弁護士法人英明法律事務所の事務所報『Eimei Law News 』より、当事務所の所属弁護士によるコラムです。

契約書を考える

  1  期限の利益喪失条項

     中小企業法務研究会  債権回収部会  弁護士  吉開  雅宏 (2015.04)

1 期限の利益

期限の利益とは、期限が付されることによって当事者が受ける利益のことをいいます。 具体的には、X(債務者)がY(債権者)から1年後に返済するという約束のもと年利を10パーセントと設定し、100万円を借り受けるという場合、X(債務者)は1年後の期限到来まで100万円を返済する必要はなく、 返済を猶予されるという利益を有します。他方、Y(債権者)は、期限の到来を待つことによって、10パーセントの利息を受け取ることができるという利益を有します。

2 期限の利益の喪失

期限の利益を喪失とは、一定の事由が発生したときに、上記のような期限の利益を失ってしまうことをいいます。民法137条は、期限の利益が喪失する場合として3つの場合を規定しております。 しかし、民法が規定する3つの場合だけでは、債権回収をしなければならないような不測の事態に相手方が陥っている場合、対応が遅れてしまいます。そこで、契約締結の際、 当事者間において、民法が規定する以外の条項であっても期限の利益を喪失させることになるという条項を設けておく必要があります。

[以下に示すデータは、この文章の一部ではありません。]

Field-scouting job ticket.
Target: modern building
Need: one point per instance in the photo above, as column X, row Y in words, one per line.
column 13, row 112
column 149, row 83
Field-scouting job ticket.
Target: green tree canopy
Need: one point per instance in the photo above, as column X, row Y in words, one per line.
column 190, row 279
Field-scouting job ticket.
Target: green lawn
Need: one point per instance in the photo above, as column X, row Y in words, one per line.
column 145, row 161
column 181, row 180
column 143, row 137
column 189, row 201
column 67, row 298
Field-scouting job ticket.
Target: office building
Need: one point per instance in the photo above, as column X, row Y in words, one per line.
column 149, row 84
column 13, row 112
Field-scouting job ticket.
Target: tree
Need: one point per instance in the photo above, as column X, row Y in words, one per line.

なお、期限の利益喪失条項の定め方には2通りあります。1つは、所定の事由が生じると当然に期限の利益が喪失するという当然喪失条項。2つめは、所定の事由が生じ、相手方から請求があった場合に期限の利益が喪失するという請求喪失条項です。いずれの条項を用いるかは、契約内容、当事者の意向によって異なってきます。

3 期限の利益を喪失させることのメリット

債権者は、期限の利益を喪失させることができれば、債務者に対し、直ちに債務の全額を請求することができるようになります。 それに伴い、担保を取得している場合には担保権を実行できるようになります。また、債務者に対して債務を負担している場合には、当該債務と相殺することも可能になります。
   このように期限の利益を喪失させることによって、多くのメリットが生じますので、契約書を作成する場合、期限の利益喪失条項が債権回収を考えるうえでいかに重要かがわかります。

4 具体的な契約条項

契約書に期限の利益喪失条項を盛り込む場合、具体的には以下のような文言が考えられます。

  • (1)   乙(買主)が、次の各号のいずれかに該当する場合、乙は当然に期限の利益を喪失し、甲(売主)は、乙に対し、直ちに売買代金を一括して請求することができる。
  • (2)   乙(債務者)が債務の支払いを怠り、その額が金○○万円に達したときは、乙は当然に期限の利益を失い、残額を一括して支払わなければならない。

もっとも、上記記載例が全ての契約に当てはまるというわけではありません。契約内容や当事者間の意向によって、その内容は変わるべきものですので、契約書作成の際には専門家による作成、確認が重要でとなってきます。